Europe’s Oldest Person, A French Nun, Recovers From COVID-19 In Time For 117th Birthday
The oldest person in Europe, a French nun, has recovered from COVID-19 in time for her 117th birthday, numerous sources reported.
Lucile Randon, who adopted the name Sister André after joining a Catholic charitable order, is back to attending Mass and is set to celebrate her upcoming birthday weeks after testing positive for COVID-19 at her retirement home in southern France in mid-January, Reuters reported.
Lucile Randon, who is 116 years old, was found to be asymptomatic after she tested positive for the virus in January.
Now, Europe’s oldest woman is getting ready to celebrate her 117th birthday this week, at her retirement home in France.https://t.co/pJD9O7ep4I
— Ed Clowes (@EdClowes) February 9, 2021
Sister André, who is blind and uses a wheelchair, had a relatively speedy recovery after the diagnosis, according to the Associated Press. She’s healthy enough to celebrate her 117th birthday on Thursday, a milestone considering she’s not only the oldest person in Europe, but the second oldest in the world, according to the Gerontology Research Group. Kane Tanaka, a Japanese woman, is the oldest, with a Jan. 2, 1903 birth date.
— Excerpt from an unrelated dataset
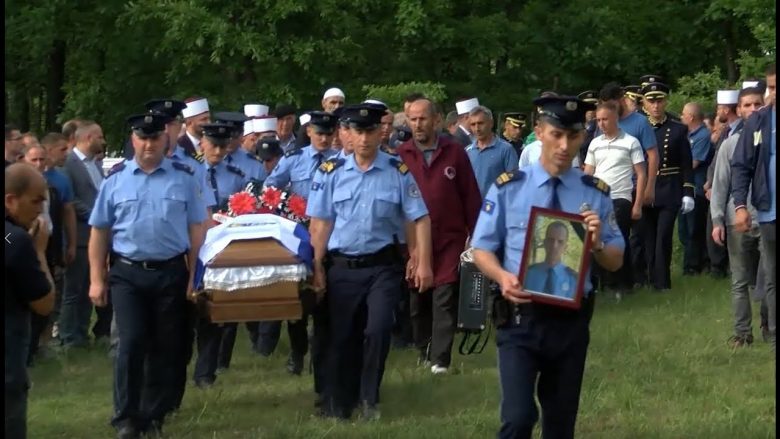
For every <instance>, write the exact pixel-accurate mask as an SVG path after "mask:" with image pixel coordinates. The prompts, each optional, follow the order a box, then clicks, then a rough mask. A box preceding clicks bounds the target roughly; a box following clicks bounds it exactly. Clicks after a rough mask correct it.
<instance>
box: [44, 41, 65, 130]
mask: <svg viewBox="0 0 780 439" xmlns="http://www.w3.org/2000/svg"><path fill="white" fill-rule="evenodd" d="M49 60H50V62H49V75H48V81H47V84H46V121H45V123H44V130H45V131H46V132H49V131H57V132H59V131H60V129H59V124H58V123H57V116H58V115H59V114H60V113H61V112H62V109H63V107H64V103H65V93H64V92H63V91H62V90H63V87H64V85H65V41H62V40H55V41H54V44H53V46H52V52H51V56H50V57H49ZM41 104H43V103H41Z"/></svg>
“We consider her to be cured. She is very calm and she is looking forward to celebrating her 117th birthday on Thursday,” David Tavella, the communications manager for the retirement home where Sister André lives, said, according to Reuters. (RELATED: Turns Out World’s Oldest Person Might Be A Complete Sham)
The birthday will be celebrated with a small group of residents.
The nun was isolated from others and had no symptoms, and said she wasn’t scared to have COVID-19, Reuters reported.
“No, I wasn’t scared because I wasn’t scared to die… I’m happy to be with you, but I would wish to be somewhere else – join my big brother and my grandfather and my grandmother,” she told France’s BFM Television.
She told French newspaper Var-Matin that she “didn’t even realize” she had COVID-19, according to the AP.
— FRANCE 24 English (@France24_en) February 9, 2021
“She didn’t ask me about her health, but about her habits,” Tavella told Var-Matin.
“For example, she wanted to know if meal or bedtime schedules would change. She showed no fear of the disease. On the other hand, she was very concerned about the other residents.”
At Sister André’s retirement home, 81 of the 88 residents became infected with COVID-19, and nearly 10 died, according to Var-Matin.
“She has been very lucky,” Tavella said, according to Reuters.